Comme les « services publics » moribonds auront disparu, pour être provisoirement remplacés par les « services au public », on aura enfoui dans les mémoire « l’usager », vous savez, cette personne respectueuse des contraintes collectives. L’usager des transports en commun qui revendiquait la qualité égalitaire d’accès n’aura pas résisté à la privatisation, car il aura sombré sous les effets de la concurrence. Il préfère qu’on le qualifie de « client »… car il croit être en droit d’exiger, au nom du fameux : je paye donc je veux ! Et il a le sentiment, comme c’était fort bien décrit dans le Libération de mardi, que frauder est un acte révolutionnaire, puisqu’il « vole » le grand capital. Ce passage d’ « usager » à « client » scelle définitivement le passage à l’économie de marché, et donc marque un véritable basculement dans le libéralisme. On sait déjà que le premier terme ne reviendra plus dans le langage quotidien…

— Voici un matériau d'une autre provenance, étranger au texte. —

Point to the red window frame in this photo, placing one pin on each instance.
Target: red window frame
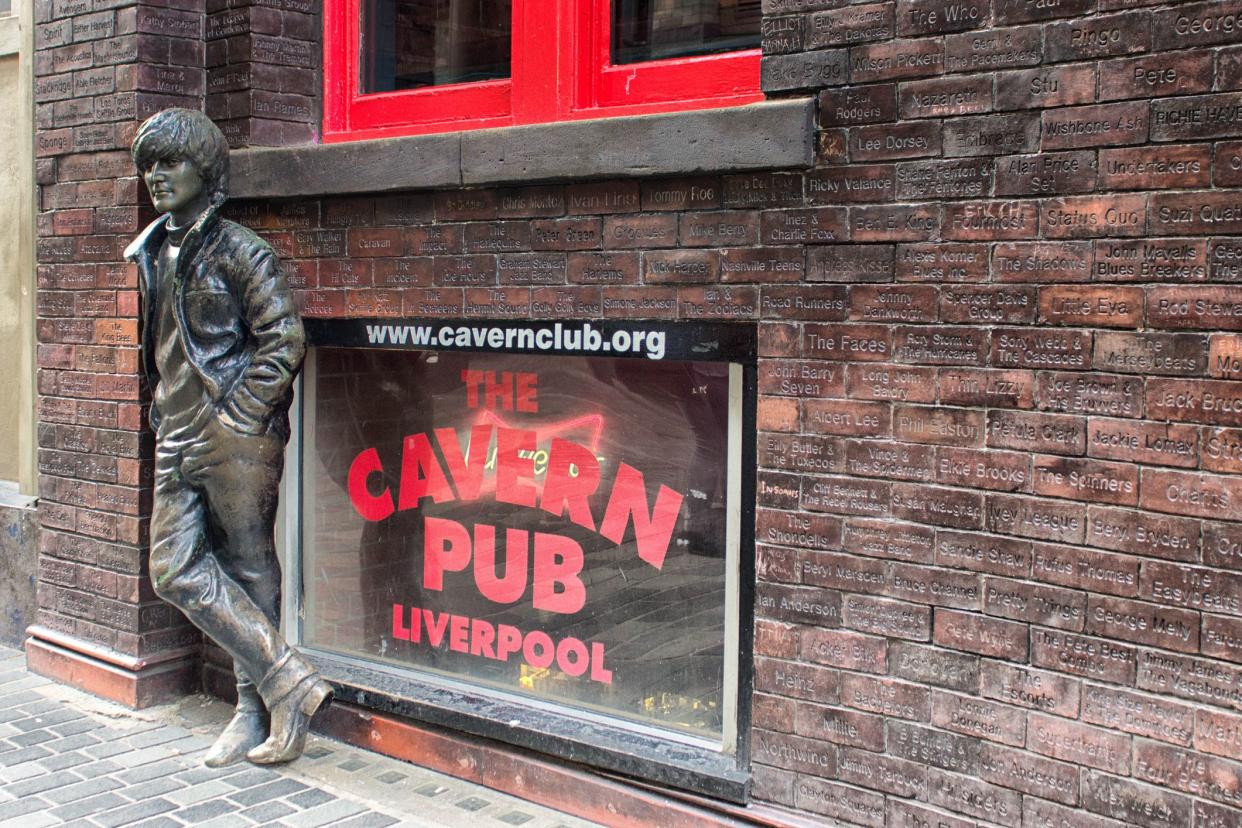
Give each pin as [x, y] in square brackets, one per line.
[560, 71]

Qui parle encore de « congés »? Cette référence poussiéreuse, datée, administrative, ne s’utilise plus guère. Il y a longtemps qu’on ne donne plus congé, et qu’on ne part plus en congés. En revanche, il est indéniable que les « vacances » ont pris le dessus sur les acquis sociaux de 1936. La longueur est différente, puisque les congés se prenaient dans la continuité, alors que les vacances se répartissent sur toute une année. Impossible de ne pas mesurer la différence sociale entre ce qui était fondamental, et ce qui est devenu superficiel. Malheureusement, dans les faits, 30 % des enfants ont toujours des « congés scolaires » de l’ancien temps, mais n’ont plus de vacances, faute de moyens financiers pour les prendre. C’est ainsi que désormais, il faudra trouver une alternative. Les RTT sont apparus, mais depuis 1981, le « temps libre » n’a pas réussi à s’installer en haut de l’affiche.
Ainsi va la vie et la mort des mots. Ils se croisent, se télescopent, se détruisent, se flêchent, mais ils ne ressuscitent jamais. Ils entrent dans l’histoire d’une période, sans que personne ne porte attention à leur utilisation parfois parfaitement ciblée, ou purement fortuite. Leur choix est capital tellement ils ont du poids, dans un monde où l’on écoute plus que l’on ne lit, et où on voit plus que l’on n’entend… Le seul problème réel, c’est que plus personne ne mesure véritablement leur importance, tellement ils recouvrent des réalités différentes pour ceux qui les lancent et pour ceux qui les reçoivent.